Alphavirus es un género de virus ARN , el único género en la familia Togaviridae . Los alfavirus pertenecen al grupo IV de la clasificación de virus de Baltimore , con ungenoma de ARN monocatenario de sentido positivo . [1] Hay 32 especies de alfavirus, que infectan a varios vertebrados como humanos, roedores, peces, aves y mamíferos más grandes como caballos, así como invertebrados . [1] Los alfavirus que pueden infectar tanto a vertebrados como a artrópodos se denominan alfavirus de doble huésped, mientras que los alfavirus específicos de insectos, como el virus Eilat y el virus Yada yada, están restringidos a su vector artrópodo competente. [2 ] La transmisión entre especies y sus huéspedes vertebrados (incluido el humano) ocurre principalmente a través de mosquitos, lo que convierte a los alfavirus en un miembro de la colección de arbovirus o virus transmitidos por artrópodos . [1] Las partículas del alfavirus están envueltas, tienen un diámetro de 70 nm, tienden a ser esféricas (aunque ligeramente pleomórficas ) y tienen una nucleocápside isométrica de 40 nm . [3]

Genoma

Los alfavirus son virus pequeños, esféricos y envueltos con un genoma de una sola hebra de ARN de sentido positivo.

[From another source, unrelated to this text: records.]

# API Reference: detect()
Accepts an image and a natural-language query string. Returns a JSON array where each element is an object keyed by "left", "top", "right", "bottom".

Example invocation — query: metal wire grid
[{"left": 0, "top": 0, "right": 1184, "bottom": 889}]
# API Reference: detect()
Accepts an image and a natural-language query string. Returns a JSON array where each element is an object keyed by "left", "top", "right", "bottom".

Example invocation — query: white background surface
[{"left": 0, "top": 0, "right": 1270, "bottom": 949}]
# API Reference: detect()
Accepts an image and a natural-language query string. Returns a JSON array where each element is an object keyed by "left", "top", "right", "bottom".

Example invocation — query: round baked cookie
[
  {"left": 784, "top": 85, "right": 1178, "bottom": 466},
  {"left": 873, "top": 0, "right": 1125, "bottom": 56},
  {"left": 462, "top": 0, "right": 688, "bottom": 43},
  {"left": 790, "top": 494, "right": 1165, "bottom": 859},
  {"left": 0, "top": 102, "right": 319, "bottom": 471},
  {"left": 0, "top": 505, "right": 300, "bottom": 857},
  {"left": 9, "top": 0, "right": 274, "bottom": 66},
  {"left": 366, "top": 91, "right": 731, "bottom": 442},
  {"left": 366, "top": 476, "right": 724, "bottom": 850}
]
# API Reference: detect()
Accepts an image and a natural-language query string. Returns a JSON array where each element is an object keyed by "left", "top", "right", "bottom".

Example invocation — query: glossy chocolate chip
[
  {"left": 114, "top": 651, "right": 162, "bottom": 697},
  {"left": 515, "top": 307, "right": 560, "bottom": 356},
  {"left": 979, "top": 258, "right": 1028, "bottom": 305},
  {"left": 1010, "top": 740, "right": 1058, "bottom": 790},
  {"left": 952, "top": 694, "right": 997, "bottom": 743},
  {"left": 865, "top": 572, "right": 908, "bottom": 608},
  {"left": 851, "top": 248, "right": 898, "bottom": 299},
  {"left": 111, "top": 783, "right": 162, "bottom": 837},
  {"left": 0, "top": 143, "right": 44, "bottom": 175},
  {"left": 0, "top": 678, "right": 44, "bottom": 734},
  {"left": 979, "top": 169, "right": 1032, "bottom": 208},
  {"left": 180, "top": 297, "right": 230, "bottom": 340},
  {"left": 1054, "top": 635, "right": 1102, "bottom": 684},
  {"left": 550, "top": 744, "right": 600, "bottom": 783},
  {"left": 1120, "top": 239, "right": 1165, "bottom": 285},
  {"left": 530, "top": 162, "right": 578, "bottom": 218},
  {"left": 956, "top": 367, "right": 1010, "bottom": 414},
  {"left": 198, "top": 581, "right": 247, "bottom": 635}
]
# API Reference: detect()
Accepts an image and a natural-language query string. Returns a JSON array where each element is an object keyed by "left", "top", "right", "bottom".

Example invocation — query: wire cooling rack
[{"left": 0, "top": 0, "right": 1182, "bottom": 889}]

La longitud total del genoma varía entre 11.000 y 12.000 nucleótidos, y tiene una tapa 5' y una cola poli-A 3' . Los cuatro genes de proteínas no estructurales están codificados en los dos tercios 5' del genoma, mientras que las tres proteínas estructurales se traducen a partir de un ARNm subgenómico colineal con el tercio 3' del genoma.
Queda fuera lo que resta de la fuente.